In this tutorial, we are going to use Geometer’s Sketchpad to explore the graph of the function y = mx + b where m and b are real numbers. First, we are going to type each equation manually, but later, we are going to use sliders to see the relationship between the parameters m and b and the appearance of the graph.

Steps Graphing Equations

  1. Open Geometer’s Sketchpad.
  2. Click the Graph menu from the menu bar and click Define Coordinate System from the  list.
  3. To graph the function y = 2x, click the Graph menu, then click Plot New Function to display the New Function dialog box.
  4. In the New Function dialog box, type 2x, then click the OK button.

Figure 1 – The New Function dialog box.

Using steps 1 through 4, graph the following functions and observe how the value of m affects the graph of y = mx

  1. y = 3x
  2. y = 4x
  3. y = 5x
  4. y = 10 x
  5. y = – 2x
  6. y = – 4x
  7. y = -6x
  8. y = – 10x

Graph the following functions and observe how b affects the graph of the function y = mx + b.

  1. y = 2x + 3
  2. y = 2x + 1
  3. y = 2x + 5
  4. y = 2x – 1
  5. y = 2x – 4
  6. f. y = 2x – 10

Creating a Slider

There is a better way to explore the relationship of the parameters of functions and their graphs. Instead of typing each equation, we can use the sliders to assign values to parameters like m and b. A slider is a visual representation of a number. For instance, if you have a slider m with domain -10 through 10, then moving the slider rightward will increase the value of m. The slider that we will create here is very similar to Graphs and Sliders 1 and Graphs and Sliders 2 posts in the GeoGebra Tutorial Series.

The construction of slider in Geometer’s Sketchpad is somewhat different compared to the slider in GeoGebra. We will use the idea of ratio in creating a slider here.  To create a slider, we will construct segment AB, and construct point C on AB. We will divide the measure of AC by the measure of AB,then multiply it to 20. This means that our minimum value is 0 and our  maximum number is 20. To facilitate negative values, we will subtract 10 from result of our computation. This means that our minimum value is 0 – 10 = -10 and our maximum value is 20 – 10 = 10.

If you want to extend the domain of your slider, you just multiply the quotient of AC and AB by your desired number and subtract half of that desired number from the product.

Figure 2 – The slider control consisting of point C on segment AB.

Steps in Constructing a Slider

  1. Open Geometer’s Sketchpad.
  2. To show the coordinate axes, click the Graph menu from the menu bar and click Define Coordinate System from the drop-down list.
  3. To construct our slider, click the Segment tool from the toolbox, and construct a horizontal segment on the drawing area.
  4. To display the label of the two points, select the two points, click the Display menu from the menu bar and click Show Labels from the list.
  5. To construct point C on AB, click the Point tool and click segment AB (not the points).
  6. Display the label of point C, by right clicking it and choosing Show label from the pop-up menu.
  7. For our computation of the value of m, we first measure the value of AC and AB. To measure AC, select points A and C (be sure that only the two points are selected), click the Measure menu and click Distance from the list.
  8. To measure AB, select points A and B, then click the Measure menu and click Distance from the list.
  9. Figure 3 – The Measure-Distance command displays the distance between two points.
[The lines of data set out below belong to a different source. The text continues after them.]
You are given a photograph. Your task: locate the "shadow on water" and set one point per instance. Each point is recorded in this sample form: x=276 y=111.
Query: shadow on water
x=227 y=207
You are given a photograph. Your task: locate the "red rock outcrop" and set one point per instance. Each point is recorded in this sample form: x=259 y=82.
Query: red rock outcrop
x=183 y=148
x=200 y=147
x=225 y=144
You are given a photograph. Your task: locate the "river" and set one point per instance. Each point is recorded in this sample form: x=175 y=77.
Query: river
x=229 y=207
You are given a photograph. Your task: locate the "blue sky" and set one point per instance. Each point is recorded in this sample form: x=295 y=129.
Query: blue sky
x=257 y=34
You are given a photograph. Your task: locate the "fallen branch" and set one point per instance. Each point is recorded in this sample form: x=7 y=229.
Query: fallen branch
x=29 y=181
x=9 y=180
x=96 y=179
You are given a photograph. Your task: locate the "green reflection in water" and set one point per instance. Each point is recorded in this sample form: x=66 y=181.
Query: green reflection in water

  10. To find the value of m, we divide AC by AB, multiply the result to 20 and the subtract 10. To do this, click the Measure menu and click Calculate from the list.
  11. Click the text on the drawing area displaying the measure of AC, click the ÷ button from the New Calculation dialog box, click the label displaying the measure of AB, click * from the New Calculation dialog box, then type 20-10, then click the OK button on the dialog box when finished.  This will be our value of m.
  12. Figure 4 – The New Calculation dialog box.

  13. Move point C and observe what happens to the value of m. If you want to Edit your calculation, just click the Arrow tool, right click the the value of m, then click Edit Calculation.
  14. Figure 5 – The pop-up menu that appears when you right click the value of m.
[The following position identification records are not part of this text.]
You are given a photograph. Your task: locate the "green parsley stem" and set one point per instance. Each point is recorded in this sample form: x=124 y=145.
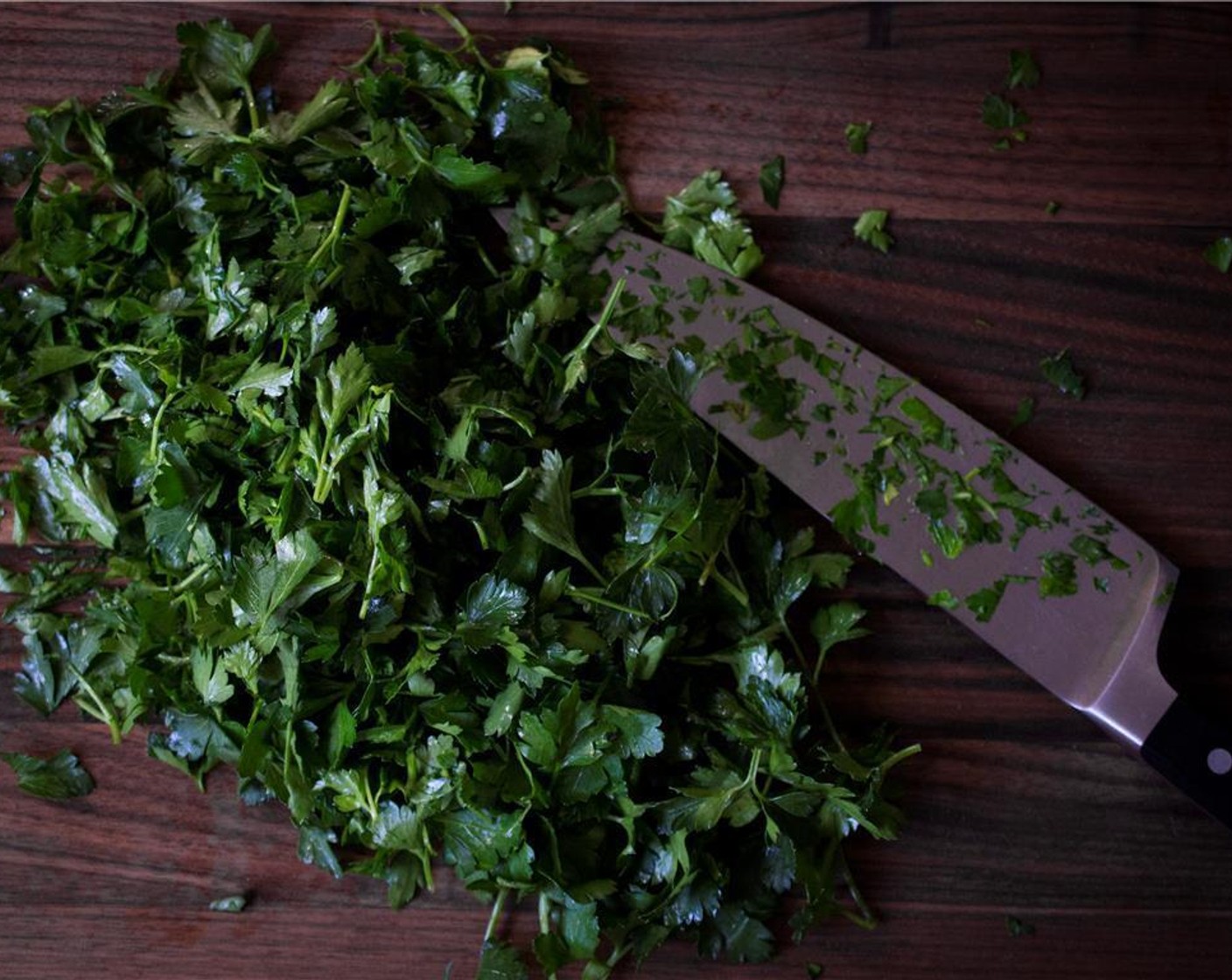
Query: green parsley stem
x=99 y=709
x=589 y=596
x=497 y=906
x=335 y=229
x=902 y=753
  15. To graph y = mx, click the Graph menu, then click Plot New Function to display the Plot New Function dialog box.
  16. While the Plot New Function box is displayed, click the label containing the value of m, click the * button, click the x (or type x), then click the OK button. If you have followed the steps correcty, the graph of y = mx should appear in your coordinate system.
  17. Hide points A and B and the labels containing the values of AB and AC by clicking the Display menu and click Hide Objects.
  18. Move point C. What do you observe? What relationship can you conclude between the value of m and the appearance of the graph of the function?

Exercise:

  1. Construct another slider for the value of b.
  2. Construct a graph that will display the value of f(x) = mx + b.
  3. Describe the effect of b in the graph of the function f(x) = mx + b.